I have some thoughts on the subject of career change, life changes, and the business of going independent. One is the deafening silence accompanying this process: is it really happening? Does anyone notice, except me?! Another is a growing sense of possibility, of fulfillment, of sheer pleasure in the prospect of working in my own time, setting my own goals – and worrying, no doubt, over my own invoices and bills.

But hey, there is time enough to write about this. I have other news to impart.

It is, in a sense, my riposte to Hegel, or at least the Hegelian dilemma of thesis and antithesis which my friend Mark posed when I wrote about ‘freedom and commitment’. Can one be free and still commit; and vice versa? I think I have found – Rob and I have found – a (purely personal, but it’s the two of us who are on the line here, no-one else) – a solution, or ‘synthesis’. Not just ‘a’ solution, but the right, the best solution.

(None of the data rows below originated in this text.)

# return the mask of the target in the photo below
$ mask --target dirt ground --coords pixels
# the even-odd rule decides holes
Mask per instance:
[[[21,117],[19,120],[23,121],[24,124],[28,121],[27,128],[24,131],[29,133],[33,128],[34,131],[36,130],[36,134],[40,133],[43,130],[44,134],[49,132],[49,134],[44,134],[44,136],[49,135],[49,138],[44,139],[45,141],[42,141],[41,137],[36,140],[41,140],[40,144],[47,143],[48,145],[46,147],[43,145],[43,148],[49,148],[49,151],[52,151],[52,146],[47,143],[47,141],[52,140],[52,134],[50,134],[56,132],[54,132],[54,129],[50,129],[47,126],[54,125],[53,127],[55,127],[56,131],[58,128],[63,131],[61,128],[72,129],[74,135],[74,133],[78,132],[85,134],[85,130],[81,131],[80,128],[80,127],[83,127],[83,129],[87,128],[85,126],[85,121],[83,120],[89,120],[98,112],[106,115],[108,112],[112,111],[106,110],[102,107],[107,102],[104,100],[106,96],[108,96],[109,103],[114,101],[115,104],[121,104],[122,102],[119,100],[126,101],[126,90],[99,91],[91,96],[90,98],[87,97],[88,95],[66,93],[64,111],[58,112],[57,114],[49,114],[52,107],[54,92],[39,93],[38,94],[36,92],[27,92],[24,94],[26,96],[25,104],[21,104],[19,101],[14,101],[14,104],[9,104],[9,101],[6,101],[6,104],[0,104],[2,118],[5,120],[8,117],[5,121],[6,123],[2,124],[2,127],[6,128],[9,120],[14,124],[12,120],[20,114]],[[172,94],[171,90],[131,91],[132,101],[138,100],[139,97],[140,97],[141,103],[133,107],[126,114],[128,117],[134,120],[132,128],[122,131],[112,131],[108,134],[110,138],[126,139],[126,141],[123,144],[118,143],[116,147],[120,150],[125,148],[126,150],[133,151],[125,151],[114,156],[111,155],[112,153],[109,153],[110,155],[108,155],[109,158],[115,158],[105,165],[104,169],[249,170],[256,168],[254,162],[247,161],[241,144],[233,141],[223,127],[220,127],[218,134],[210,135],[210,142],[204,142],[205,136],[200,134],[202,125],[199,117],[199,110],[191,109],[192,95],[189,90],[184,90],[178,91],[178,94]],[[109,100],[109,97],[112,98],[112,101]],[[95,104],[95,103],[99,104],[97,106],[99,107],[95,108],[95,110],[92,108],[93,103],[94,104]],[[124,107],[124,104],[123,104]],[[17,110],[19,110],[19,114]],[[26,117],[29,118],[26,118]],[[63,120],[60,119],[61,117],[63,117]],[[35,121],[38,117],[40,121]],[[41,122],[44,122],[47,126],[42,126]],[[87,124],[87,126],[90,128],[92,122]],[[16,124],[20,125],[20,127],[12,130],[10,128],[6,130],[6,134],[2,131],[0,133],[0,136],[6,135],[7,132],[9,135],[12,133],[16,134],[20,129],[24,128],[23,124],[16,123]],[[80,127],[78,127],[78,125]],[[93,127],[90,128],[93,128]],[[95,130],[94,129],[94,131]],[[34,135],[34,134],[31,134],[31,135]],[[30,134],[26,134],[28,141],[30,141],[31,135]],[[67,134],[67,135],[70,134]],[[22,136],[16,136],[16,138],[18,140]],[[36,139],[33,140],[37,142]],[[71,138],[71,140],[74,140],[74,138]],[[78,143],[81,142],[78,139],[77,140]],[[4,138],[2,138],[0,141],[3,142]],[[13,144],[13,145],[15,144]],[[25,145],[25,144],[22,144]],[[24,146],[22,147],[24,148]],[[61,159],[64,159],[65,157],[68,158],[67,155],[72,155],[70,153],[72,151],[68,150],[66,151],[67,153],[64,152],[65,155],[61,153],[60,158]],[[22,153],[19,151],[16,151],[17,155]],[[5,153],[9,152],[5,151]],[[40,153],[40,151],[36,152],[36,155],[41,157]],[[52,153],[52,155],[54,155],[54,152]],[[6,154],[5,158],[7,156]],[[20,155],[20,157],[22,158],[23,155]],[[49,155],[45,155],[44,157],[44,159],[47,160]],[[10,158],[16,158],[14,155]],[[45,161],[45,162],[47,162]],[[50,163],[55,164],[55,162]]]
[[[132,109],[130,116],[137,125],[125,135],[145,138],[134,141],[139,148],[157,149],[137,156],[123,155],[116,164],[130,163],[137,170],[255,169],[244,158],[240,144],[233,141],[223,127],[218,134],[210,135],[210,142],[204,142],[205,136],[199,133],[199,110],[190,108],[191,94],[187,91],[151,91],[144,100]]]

Rob and I, on Sunday, during a long (and, let me say, sometimes emotional and even scary) conversation, decided that we should get married.

Date, time, place, to be announced later.

So, is this the end of freedom? I don’t think so: we promised ourselves that we would never, ever, ever, subject ourselves to the kind of ordeal I have been through over the past five years – obviously, by seeking to avoid the pain of separation in the first place, but also by going easy with each other if we were ever (heaven forfend) to separate. Rob assures me the research evidence on people who marry for a second time, in their fifties, is overwhelmingly positive, and I am sure she is right.

The fact is, we have been together for almost four years; we have made it through separation and our various personal troubles and strifes; we know each other pretty well by now, we know what we are getting into, and hopefully, we know ourselves.

The fact is, Rob is the most loving, warm, caring, generous-hearted woman I know; and I know we will be fabulously and wonderfully happy together.

So break out the champagne, everyone, and Mazel tov.